The original objective of OPEC was to unify and coordinate the petroleum policies of its member states in order to secure fair prices for petroleum producers and a stable supply of petroleum to consumers. In recent years, however, the organization’s goals and objectives have expanded to include the following:
-Stabilizing oil markets in order to ensure secure and reliable supplies of oil at fair prices;
-Providing an efficient and regular flow of petroleum revenues to producer countries in order to contribute to their sustainable economic and social development;
-Promoting stable and well-balanced world economic growth;
-seeking cooperation with non-OPEC oil-producing countries in order to stabilize oil markets;
-providing technical training and research for member country nationals in order to help them develop their human resources;
-serving as a forum for discussing international energy issues, especially those concerning oil.

4. How does OPEC operate?

OPEC’s activities are financed by contributions from each Member Country based on the level of its crude oil production. The scale of these contributions is reviewed every three years. OPEC’s day-to-day operations are conducted by a Secretariat headed by a Secretary General, who is appointed by the Conference for a three-year renewable term. The current Secretary General is Mohammad Sanusi Barkindo of Nigeria, who took office on 1 August 2016. The Secretariat is based in Vienna, Austria.

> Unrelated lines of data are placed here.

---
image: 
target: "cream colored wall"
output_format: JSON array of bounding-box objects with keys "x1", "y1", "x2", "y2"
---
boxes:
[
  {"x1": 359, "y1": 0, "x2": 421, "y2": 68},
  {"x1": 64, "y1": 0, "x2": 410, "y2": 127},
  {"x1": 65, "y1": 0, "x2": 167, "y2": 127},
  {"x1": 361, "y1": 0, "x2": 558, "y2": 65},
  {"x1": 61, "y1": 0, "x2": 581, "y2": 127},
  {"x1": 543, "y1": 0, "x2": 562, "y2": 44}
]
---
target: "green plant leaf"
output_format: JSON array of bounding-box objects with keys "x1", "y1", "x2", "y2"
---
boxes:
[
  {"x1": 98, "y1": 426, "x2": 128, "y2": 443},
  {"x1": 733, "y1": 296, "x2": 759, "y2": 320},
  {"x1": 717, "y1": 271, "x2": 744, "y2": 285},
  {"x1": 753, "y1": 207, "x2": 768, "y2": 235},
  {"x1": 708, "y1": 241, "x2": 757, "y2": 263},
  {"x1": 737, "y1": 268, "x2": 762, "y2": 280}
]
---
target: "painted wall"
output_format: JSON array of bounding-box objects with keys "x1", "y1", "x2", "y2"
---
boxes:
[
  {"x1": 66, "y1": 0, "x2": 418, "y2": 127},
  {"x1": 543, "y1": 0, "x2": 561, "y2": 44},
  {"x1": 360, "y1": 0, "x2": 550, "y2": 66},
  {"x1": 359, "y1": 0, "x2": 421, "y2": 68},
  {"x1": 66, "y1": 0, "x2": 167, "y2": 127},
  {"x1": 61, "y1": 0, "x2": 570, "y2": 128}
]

In addition to its Secretariat, OPEC has several specialized institutes which carry out research and provide training and information services relevant to the oil industry. These institutes include the:
-OPEC Fund for International Development (OFID), which provides financial assistance to developing countries;
-OPEC Special Fund, which finances projects relating to the environment and energy efficiency;
-OPEC Institute for Economic Research (OPECIER), which undertakes economic research relevant to OPEC’s activities;
-OPEC Natural Gas Research Institute (ONGRI), which undertakes research relevant to natural gas resources and production;
-OPEC International Energy Training Institute (OIETI), which provides training courses for representatives from OPEC and non-OPEC countries;
-Statistical Office of the Organization of Petroleum Exporting Countries (OPECSO), which produces statistical information relevant to OPEC’s activities.

5. What are the benefits and drawbacks of OPEC?

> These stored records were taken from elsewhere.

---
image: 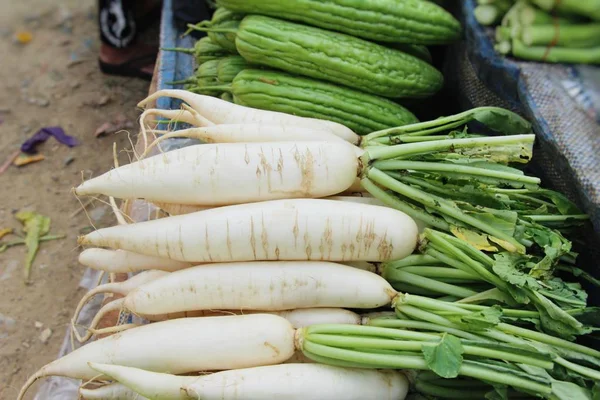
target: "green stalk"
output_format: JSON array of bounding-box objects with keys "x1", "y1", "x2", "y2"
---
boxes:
[
  {"x1": 372, "y1": 160, "x2": 540, "y2": 186},
  {"x1": 365, "y1": 107, "x2": 530, "y2": 140},
  {"x1": 522, "y1": 23, "x2": 600, "y2": 48},
  {"x1": 391, "y1": 283, "x2": 441, "y2": 297},
  {"x1": 456, "y1": 288, "x2": 518, "y2": 306},
  {"x1": 301, "y1": 350, "x2": 382, "y2": 369},
  {"x1": 160, "y1": 46, "x2": 195, "y2": 54},
  {"x1": 555, "y1": 356, "x2": 600, "y2": 381},
  {"x1": 307, "y1": 334, "x2": 553, "y2": 369},
  {"x1": 454, "y1": 303, "x2": 540, "y2": 318},
  {"x1": 512, "y1": 39, "x2": 600, "y2": 64},
  {"x1": 359, "y1": 177, "x2": 450, "y2": 230},
  {"x1": 423, "y1": 232, "x2": 510, "y2": 289},
  {"x1": 496, "y1": 323, "x2": 600, "y2": 359},
  {"x1": 519, "y1": 3, "x2": 580, "y2": 25},
  {"x1": 365, "y1": 134, "x2": 535, "y2": 161},
  {"x1": 383, "y1": 254, "x2": 443, "y2": 268},
  {"x1": 303, "y1": 341, "x2": 552, "y2": 394},
  {"x1": 367, "y1": 318, "x2": 488, "y2": 341},
  {"x1": 384, "y1": 269, "x2": 479, "y2": 298},
  {"x1": 394, "y1": 266, "x2": 482, "y2": 281},
  {"x1": 530, "y1": 0, "x2": 600, "y2": 21},
  {"x1": 367, "y1": 169, "x2": 526, "y2": 252},
  {"x1": 305, "y1": 324, "x2": 439, "y2": 341}
]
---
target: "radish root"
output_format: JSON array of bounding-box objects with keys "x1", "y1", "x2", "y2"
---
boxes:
[{"x1": 72, "y1": 294, "x2": 126, "y2": 343}]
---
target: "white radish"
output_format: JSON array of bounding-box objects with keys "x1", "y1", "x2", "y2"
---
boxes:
[
  {"x1": 75, "y1": 141, "x2": 359, "y2": 206},
  {"x1": 273, "y1": 308, "x2": 361, "y2": 327},
  {"x1": 71, "y1": 270, "x2": 168, "y2": 342},
  {"x1": 123, "y1": 262, "x2": 395, "y2": 317},
  {"x1": 80, "y1": 383, "x2": 149, "y2": 400},
  {"x1": 142, "y1": 124, "x2": 347, "y2": 157},
  {"x1": 151, "y1": 195, "x2": 380, "y2": 217},
  {"x1": 88, "y1": 362, "x2": 409, "y2": 400},
  {"x1": 79, "y1": 248, "x2": 192, "y2": 273},
  {"x1": 17, "y1": 314, "x2": 296, "y2": 400},
  {"x1": 138, "y1": 90, "x2": 360, "y2": 144},
  {"x1": 78, "y1": 199, "x2": 419, "y2": 263}
]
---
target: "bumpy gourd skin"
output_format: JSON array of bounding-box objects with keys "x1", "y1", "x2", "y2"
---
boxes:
[
  {"x1": 217, "y1": 0, "x2": 461, "y2": 45},
  {"x1": 195, "y1": 37, "x2": 231, "y2": 63},
  {"x1": 231, "y1": 69, "x2": 419, "y2": 134},
  {"x1": 217, "y1": 56, "x2": 251, "y2": 84},
  {"x1": 235, "y1": 15, "x2": 444, "y2": 98}
]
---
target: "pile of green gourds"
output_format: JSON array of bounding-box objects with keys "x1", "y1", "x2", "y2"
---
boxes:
[{"x1": 164, "y1": 0, "x2": 462, "y2": 135}]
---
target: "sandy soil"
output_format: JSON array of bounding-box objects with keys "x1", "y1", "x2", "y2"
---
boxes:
[{"x1": 0, "y1": 1, "x2": 156, "y2": 398}]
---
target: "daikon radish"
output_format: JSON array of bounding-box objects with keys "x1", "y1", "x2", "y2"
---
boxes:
[
  {"x1": 273, "y1": 308, "x2": 361, "y2": 327},
  {"x1": 87, "y1": 307, "x2": 361, "y2": 339},
  {"x1": 138, "y1": 89, "x2": 360, "y2": 144},
  {"x1": 75, "y1": 141, "x2": 359, "y2": 206},
  {"x1": 18, "y1": 314, "x2": 296, "y2": 400},
  {"x1": 79, "y1": 199, "x2": 419, "y2": 262},
  {"x1": 122, "y1": 262, "x2": 395, "y2": 317},
  {"x1": 151, "y1": 195, "x2": 380, "y2": 217},
  {"x1": 142, "y1": 124, "x2": 347, "y2": 157},
  {"x1": 89, "y1": 363, "x2": 409, "y2": 400},
  {"x1": 79, "y1": 383, "x2": 149, "y2": 400},
  {"x1": 342, "y1": 260, "x2": 377, "y2": 272},
  {"x1": 79, "y1": 248, "x2": 192, "y2": 273}
]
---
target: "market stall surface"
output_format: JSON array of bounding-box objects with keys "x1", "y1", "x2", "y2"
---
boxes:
[{"x1": 0, "y1": 1, "x2": 154, "y2": 398}]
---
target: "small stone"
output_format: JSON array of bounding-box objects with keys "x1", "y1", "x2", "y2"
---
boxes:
[
  {"x1": 22, "y1": 342, "x2": 30, "y2": 348},
  {"x1": 39, "y1": 328, "x2": 52, "y2": 344},
  {"x1": 64, "y1": 155, "x2": 75, "y2": 166},
  {"x1": 34, "y1": 321, "x2": 43, "y2": 329},
  {"x1": 70, "y1": 81, "x2": 80, "y2": 89}
]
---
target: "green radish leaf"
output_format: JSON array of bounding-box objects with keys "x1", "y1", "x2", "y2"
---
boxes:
[
  {"x1": 485, "y1": 385, "x2": 508, "y2": 400},
  {"x1": 421, "y1": 333, "x2": 463, "y2": 378},
  {"x1": 493, "y1": 253, "x2": 541, "y2": 290},
  {"x1": 471, "y1": 108, "x2": 532, "y2": 135},
  {"x1": 569, "y1": 307, "x2": 600, "y2": 327},
  {"x1": 541, "y1": 278, "x2": 587, "y2": 308},
  {"x1": 459, "y1": 305, "x2": 503, "y2": 331},
  {"x1": 532, "y1": 291, "x2": 587, "y2": 340},
  {"x1": 536, "y1": 190, "x2": 583, "y2": 215},
  {"x1": 592, "y1": 383, "x2": 600, "y2": 400},
  {"x1": 550, "y1": 380, "x2": 593, "y2": 400}
]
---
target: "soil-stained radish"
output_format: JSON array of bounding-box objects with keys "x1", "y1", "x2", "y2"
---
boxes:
[
  {"x1": 18, "y1": 314, "x2": 296, "y2": 400},
  {"x1": 75, "y1": 141, "x2": 359, "y2": 206},
  {"x1": 138, "y1": 89, "x2": 360, "y2": 144},
  {"x1": 88, "y1": 362, "x2": 409, "y2": 400},
  {"x1": 78, "y1": 248, "x2": 192, "y2": 273},
  {"x1": 122, "y1": 262, "x2": 396, "y2": 317},
  {"x1": 78, "y1": 199, "x2": 419, "y2": 263}
]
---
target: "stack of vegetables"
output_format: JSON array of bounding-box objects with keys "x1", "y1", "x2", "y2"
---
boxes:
[
  {"x1": 163, "y1": 0, "x2": 462, "y2": 135},
  {"x1": 16, "y1": 83, "x2": 600, "y2": 399},
  {"x1": 474, "y1": 0, "x2": 600, "y2": 64}
]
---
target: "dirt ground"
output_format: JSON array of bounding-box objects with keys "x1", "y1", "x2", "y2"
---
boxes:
[{"x1": 0, "y1": 1, "x2": 156, "y2": 398}]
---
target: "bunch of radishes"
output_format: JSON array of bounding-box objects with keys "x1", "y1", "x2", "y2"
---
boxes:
[{"x1": 18, "y1": 91, "x2": 424, "y2": 400}]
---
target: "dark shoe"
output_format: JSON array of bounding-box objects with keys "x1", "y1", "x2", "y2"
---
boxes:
[{"x1": 98, "y1": 53, "x2": 156, "y2": 81}]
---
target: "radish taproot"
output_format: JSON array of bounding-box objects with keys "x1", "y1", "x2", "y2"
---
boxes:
[
  {"x1": 75, "y1": 141, "x2": 360, "y2": 206},
  {"x1": 17, "y1": 314, "x2": 296, "y2": 400},
  {"x1": 79, "y1": 383, "x2": 149, "y2": 400},
  {"x1": 71, "y1": 270, "x2": 168, "y2": 342},
  {"x1": 138, "y1": 89, "x2": 360, "y2": 144},
  {"x1": 78, "y1": 199, "x2": 419, "y2": 262},
  {"x1": 121, "y1": 262, "x2": 395, "y2": 317},
  {"x1": 83, "y1": 306, "x2": 362, "y2": 341},
  {"x1": 78, "y1": 248, "x2": 192, "y2": 273},
  {"x1": 142, "y1": 123, "x2": 346, "y2": 157},
  {"x1": 88, "y1": 362, "x2": 409, "y2": 400}
]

The advantages of OPEC membership include:
-A voice in setting crude oil prices on the international market;
-A greater degree of certainty and stability in crude oil export earnings;
-Access to technical assistance and training from OPEC’s specialized institutes;
-The opportunity to cooperate with other OPEC Member Countries on energy-related projects.
The disadvantages of OPEC membership include:
-The need to conform to OPEC production quotas;
-The possibility of being sanctioned by other OPEC Member Countries if a member country does not comply with its production quota;
-The possibility of being expelled from the organization if a member country consistently fails to comply with its production quota.

6. Conclusion

OPEC is a significant player in both the global oil market and international politics. The organization has the ability to influence oil prices and production levels, which in turn can have a significant impact on the global economy. While OPEC membership has its advantages, it also comes with certain disadvantages, such as the need to conform to production quotas.

FAQ

The Organization of the Petroleum Exporting Countries (OPEC) is an international organization and economic cartel consisting of 15 nations that are dedicated to coordinating the petroleum policies of its member countries.

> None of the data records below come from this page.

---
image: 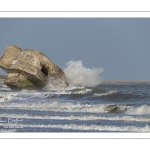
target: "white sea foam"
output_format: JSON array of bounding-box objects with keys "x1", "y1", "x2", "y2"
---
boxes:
[
  {"x1": 1, "y1": 90, "x2": 146, "y2": 116},
  {"x1": 0, "y1": 89, "x2": 125, "y2": 113},
  {"x1": 0, "y1": 99, "x2": 128, "y2": 113},
  {"x1": 0, "y1": 100, "x2": 106, "y2": 112},
  {"x1": 0, "y1": 123, "x2": 150, "y2": 132},
  {"x1": 125, "y1": 105, "x2": 150, "y2": 115},
  {"x1": 94, "y1": 90, "x2": 118, "y2": 96},
  {"x1": 64, "y1": 60, "x2": 104, "y2": 87},
  {"x1": 0, "y1": 86, "x2": 92, "y2": 103},
  {"x1": 0, "y1": 113, "x2": 150, "y2": 122}
]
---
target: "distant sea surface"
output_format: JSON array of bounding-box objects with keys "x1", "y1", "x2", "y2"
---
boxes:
[{"x1": 0, "y1": 79, "x2": 150, "y2": 132}]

The objectives of OPEC are to ensure the stabilization of oil markets in order to secure an efficient, regular, and economical supply of petroleum to consumers, and a fair return on investment for producers.

OPEC operates by setting production quotas for its member countries, which each country then tries to adhere to in order to keep prices stable.

The impact of OPEC on global oil markets has been both positive and negative; while it has helped stabilize prices and create a more reliable market, it has also been accused of artificially inflating prices and limiting competition.